Does this mean "next time we reset the watchdog" (i.e. next time the watchdog timer causes a reset)? Or does this mean your device is a "watch" style device, and the next time it resets?
"One fix is, for the standby and reboot we de-initialize all hardware and make a reset "
How do you "reboot" if not by causing a reset (like via the NVIC AIRCR register)? Which would already cause all (internal to the CPU) hardware to reset/de-initialize.
2022-05-26 10:24 AM
"Does this mean "next time we reset the watchdog" (i.e. next time the watchdog timer causes a reset)? Or does this mean your device is a "watch" style device, and the next time it resets?
It was not implemented at the time, so no issues here, but the device indeed is a watch with very unique features that I'm not allowed to talk about.
"How do you "reboot" if not by causing a reset (like via the NVIC AIRCR register)? Which would already cause all (internal to the CPU) hardware to reset/de-initialize."
Standard existing commands for software reset, and it worked 100% of the times, this was to reboot the device safely in normal conditions.
2022-05-26 05:18 PM
There is nothing here indicating a flaw in FreeRTOS.

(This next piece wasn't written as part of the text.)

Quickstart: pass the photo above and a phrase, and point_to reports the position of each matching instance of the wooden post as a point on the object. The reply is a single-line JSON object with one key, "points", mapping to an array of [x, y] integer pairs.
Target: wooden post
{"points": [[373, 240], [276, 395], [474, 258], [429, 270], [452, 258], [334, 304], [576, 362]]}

As you possess all the source code, and can (presumably) reproduce the fault, you might instrument that code to isolate its cause.
Instrument means to change the code to collect and expose details to assist you to find what is happening and why.
How are you resetting the core?
Does the fault occur without the watchdog enabled? Instrumenting and debugging would be easier without it.
Disable/remove all features of your software that are not required to reproduce the fault. Just the exercise of ascertaining whether a feature is required or not would assist you to isolate the cause.